Declining funds One of the biggest challenges for the government is to prove the relevance of education, particularly for women. "They see no advantage in being literate. A literate woman cannot get a husband that easily in the village," Dr. Laeef says. Educators say voluntary organizations have been effective, although like government programs, they lack adequate funding to tackle the scale of the problem. Pakistan gets $1 billion yearly in foreign assistance for primary education, UNICEF says, although much of it is poorly used or never reaches the grass-roots level.
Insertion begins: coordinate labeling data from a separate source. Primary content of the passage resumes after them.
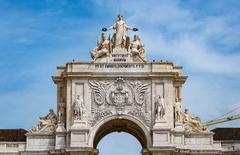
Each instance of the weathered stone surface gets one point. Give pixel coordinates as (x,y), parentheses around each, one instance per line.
(120,91)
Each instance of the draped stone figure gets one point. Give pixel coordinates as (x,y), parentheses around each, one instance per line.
(160,107)
(78,108)
(46,123)
(137,48)
(178,116)
(121,28)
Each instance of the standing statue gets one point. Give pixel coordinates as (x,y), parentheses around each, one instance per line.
(160,107)
(102,49)
(137,48)
(61,111)
(78,108)
(120,36)
(178,110)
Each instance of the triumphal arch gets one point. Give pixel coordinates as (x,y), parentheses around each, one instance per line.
(120,91)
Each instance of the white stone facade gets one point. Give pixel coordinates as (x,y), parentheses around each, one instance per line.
(118,91)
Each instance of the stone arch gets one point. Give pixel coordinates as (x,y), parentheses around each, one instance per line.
(123,123)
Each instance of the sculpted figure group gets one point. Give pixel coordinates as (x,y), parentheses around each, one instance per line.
(191,124)
(119,40)
(46,123)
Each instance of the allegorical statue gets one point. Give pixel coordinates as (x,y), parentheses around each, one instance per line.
(46,123)
(78,108)
(121,28)
(102,49)
(61,111)
(178,110)
(192,124)
(160,107)
(137,48)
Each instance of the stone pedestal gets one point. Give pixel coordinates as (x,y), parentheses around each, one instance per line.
(60,141)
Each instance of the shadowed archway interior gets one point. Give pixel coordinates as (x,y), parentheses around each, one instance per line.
(120,125)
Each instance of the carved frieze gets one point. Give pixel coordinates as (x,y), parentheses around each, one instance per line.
(117,97)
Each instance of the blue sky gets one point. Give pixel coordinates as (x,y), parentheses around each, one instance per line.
(38,35)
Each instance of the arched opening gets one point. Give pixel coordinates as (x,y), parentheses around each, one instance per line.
(121,125)
(119,143)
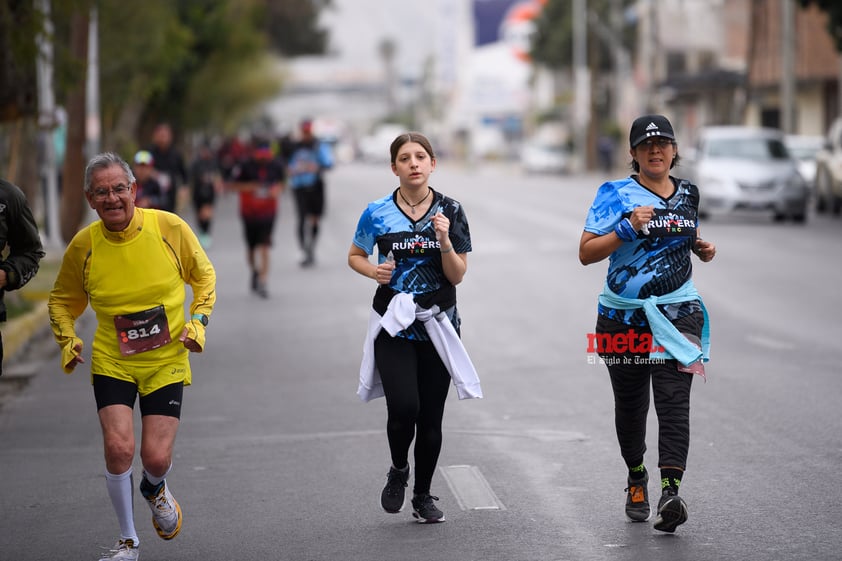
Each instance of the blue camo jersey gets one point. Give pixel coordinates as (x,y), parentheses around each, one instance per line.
(651,265)
(413,245)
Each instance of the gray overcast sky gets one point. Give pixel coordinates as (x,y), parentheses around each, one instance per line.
(358,26)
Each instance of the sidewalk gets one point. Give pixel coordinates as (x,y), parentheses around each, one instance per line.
(20,330)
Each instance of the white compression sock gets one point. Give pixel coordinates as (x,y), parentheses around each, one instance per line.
(120,490)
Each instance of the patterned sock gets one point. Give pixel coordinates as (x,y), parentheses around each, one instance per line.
(637,473)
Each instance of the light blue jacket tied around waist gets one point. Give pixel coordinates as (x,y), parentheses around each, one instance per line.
(676,345)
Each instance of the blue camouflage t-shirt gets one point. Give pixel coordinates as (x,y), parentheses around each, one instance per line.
(413,246)
(653,264)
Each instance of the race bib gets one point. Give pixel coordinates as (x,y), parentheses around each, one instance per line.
(668,223)
(142,331)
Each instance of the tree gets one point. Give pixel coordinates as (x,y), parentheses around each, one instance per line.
(200,64)
(833,8)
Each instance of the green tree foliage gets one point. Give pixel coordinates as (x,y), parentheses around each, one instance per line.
(552,43)
(834,13)
(292,26)
(18,26)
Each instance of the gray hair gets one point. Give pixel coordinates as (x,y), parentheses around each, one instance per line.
(103,161)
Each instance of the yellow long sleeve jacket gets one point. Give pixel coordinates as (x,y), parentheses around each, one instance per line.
(121,274)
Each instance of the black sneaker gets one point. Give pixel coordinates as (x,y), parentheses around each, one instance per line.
(637,499)
(425,510)
(394,493)
(672,511)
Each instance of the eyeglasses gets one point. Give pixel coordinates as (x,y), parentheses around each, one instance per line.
(118,191)
(660,142)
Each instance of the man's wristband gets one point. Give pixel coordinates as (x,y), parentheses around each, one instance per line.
(625,231)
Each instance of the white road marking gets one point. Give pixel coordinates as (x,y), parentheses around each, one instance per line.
(470,488)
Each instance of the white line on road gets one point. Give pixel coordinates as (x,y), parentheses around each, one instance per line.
(470,488)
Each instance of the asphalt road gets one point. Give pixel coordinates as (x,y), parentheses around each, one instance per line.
(278,459)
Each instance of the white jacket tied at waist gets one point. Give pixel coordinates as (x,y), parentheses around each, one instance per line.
(400,314)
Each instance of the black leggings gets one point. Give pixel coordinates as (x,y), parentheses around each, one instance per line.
(416,383)
(631,375)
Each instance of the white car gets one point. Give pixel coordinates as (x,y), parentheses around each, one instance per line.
(544,157)
(746,168)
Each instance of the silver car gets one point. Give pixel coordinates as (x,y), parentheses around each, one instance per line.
(746,168)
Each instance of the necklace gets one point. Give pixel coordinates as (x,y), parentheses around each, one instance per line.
(412,206)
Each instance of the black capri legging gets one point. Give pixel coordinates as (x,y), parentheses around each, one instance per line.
(631,376)
(415,383)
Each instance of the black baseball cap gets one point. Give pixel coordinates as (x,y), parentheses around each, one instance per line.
(650,125)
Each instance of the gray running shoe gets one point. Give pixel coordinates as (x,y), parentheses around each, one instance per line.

This year, the country is slated to lose more than $200 million in US funding for basic education and literacy programs in the two most backward provinces, Baluchistan and the North West Frontier. The United States has suspended aid to Pakistan in protest of the country's effort to build nuclear weapons. Meanwhile, an illiterate Pakistan slips further behind the rest of the world economically, and for those who can afford it, the collapsing government education system has spawned a growing network of private schools. To provide their children the status of private education as well as better school buildings and materials, more and more parents are footing tuition bills. Rab Nawaz teaches in a government-run school in Rawalpindi. But his two children attend private school, where there are smaller classes and better facilities, he says. "There are so many students in the government schools. This school has fewer students, is neat and clean, and has more security," he says. "If they give quality education, we will pay."